After nearly three months of anticipation, Senate Banking Committee Chairman Christopher Dodd (D-CT) has finally introduced his version of the Financial Services Bill. However, the bill was introduced unilaterally, without Republican support.
Dodd’s version of the bill is long—1336 pages—and both detailed and expansive. It includes the Consumer Financial Protection Agency (CFPA) located within the Federal Reserve, the Volcker Rule, and creates an Office of Research and Analysis located within the Treasury Department—all pieces of the legislation that RMD has previously discussed.
However, the bill also has some new components. Among these, it includes raising the bar for the government and the FDIC to act to wind down a failing financial firm and creating a $50 billion industry-supported fund that could be tapped to help wind down failing companies.
The bill would also create a new nine member Financial Stability Oversight Council, chaired by the Treasury Secretary. The council would be responsible for “identifying, monitoring and addressing systemic risks posed by large, complex financial firms as well as products and activities that spread risk across firms.” It will be able to pass stringent rules to regulate large companies if it fears their size threatens the financial system of the US. This includes the ability, by a 2/3 vote, to require a company to divest some of their holdings, and also by a 2/3 vote, to regulate nonblank financial companies.
It is unclear as of yet whether the reverse mortgage amendment that was passed in the House of Representatives will make it into the bill. What is clear however is that the bill is unlikely to pass without a fight. Senate Republicans including Senator Bob Corker (R-TN), who spent many hours negotiating with Senator Dodd in the hopes of producing a bipartisan bill has already indicated the Republican party’s intention to propose amendments to many of the bill’s components.

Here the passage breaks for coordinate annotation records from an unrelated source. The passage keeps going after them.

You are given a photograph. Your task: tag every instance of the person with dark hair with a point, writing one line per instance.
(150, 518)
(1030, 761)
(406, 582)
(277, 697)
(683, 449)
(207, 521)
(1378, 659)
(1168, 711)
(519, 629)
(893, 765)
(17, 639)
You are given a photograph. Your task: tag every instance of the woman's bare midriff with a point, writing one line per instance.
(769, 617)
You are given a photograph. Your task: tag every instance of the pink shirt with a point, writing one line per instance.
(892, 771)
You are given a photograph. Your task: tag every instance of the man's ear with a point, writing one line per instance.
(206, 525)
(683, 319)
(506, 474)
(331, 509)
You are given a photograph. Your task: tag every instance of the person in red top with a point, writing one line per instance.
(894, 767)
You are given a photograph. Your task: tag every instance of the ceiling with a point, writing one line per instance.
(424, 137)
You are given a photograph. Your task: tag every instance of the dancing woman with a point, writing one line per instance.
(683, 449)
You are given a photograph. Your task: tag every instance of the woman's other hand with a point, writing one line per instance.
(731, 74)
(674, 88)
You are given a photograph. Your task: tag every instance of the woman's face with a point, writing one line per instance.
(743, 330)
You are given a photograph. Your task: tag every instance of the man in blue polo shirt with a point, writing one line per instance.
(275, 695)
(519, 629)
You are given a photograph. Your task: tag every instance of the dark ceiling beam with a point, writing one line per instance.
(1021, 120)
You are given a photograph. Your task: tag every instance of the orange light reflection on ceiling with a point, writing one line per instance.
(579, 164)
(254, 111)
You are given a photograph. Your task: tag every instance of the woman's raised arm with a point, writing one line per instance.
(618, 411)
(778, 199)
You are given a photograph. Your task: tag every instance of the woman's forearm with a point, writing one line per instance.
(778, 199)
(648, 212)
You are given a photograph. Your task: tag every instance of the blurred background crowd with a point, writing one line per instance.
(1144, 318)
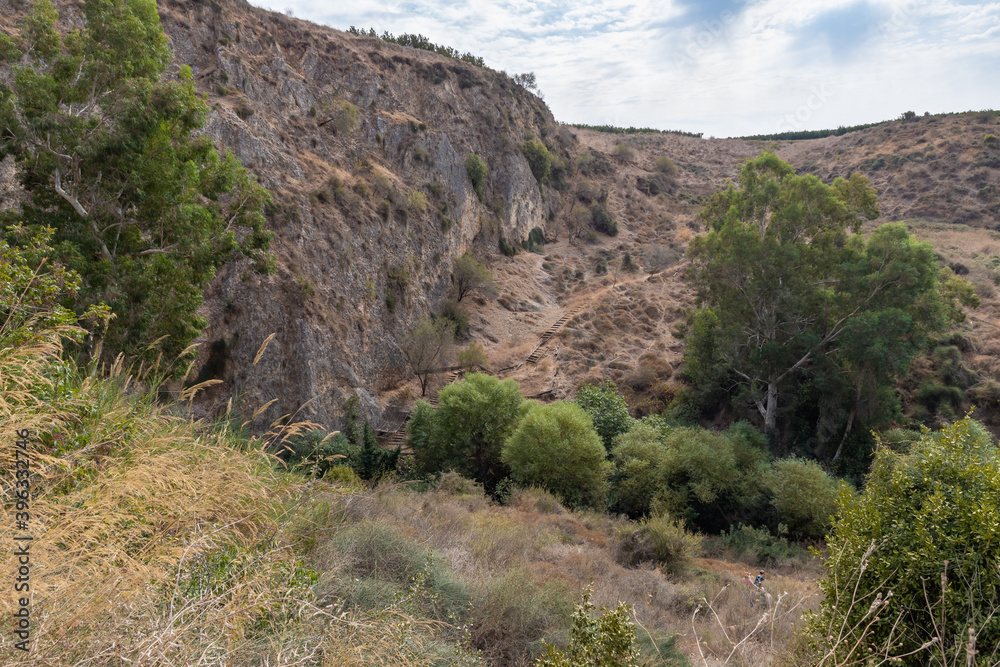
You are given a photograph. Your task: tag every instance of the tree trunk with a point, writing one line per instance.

The Senate Banking Committee is set to mark up the bill next week, with Senate Democrats aiming to pass the bill before the Memorial Day Break. However, given the shortened legislative calendar in a midterm election year, some expressed skepticism that the bill would be able to pass within that timeframe. Said Senator Richard Shelby (R-AL), “Forcing the Banking Committee to vote on this proposal in a single week is unrealistic and undercuts the potential for bipartisan agreement.”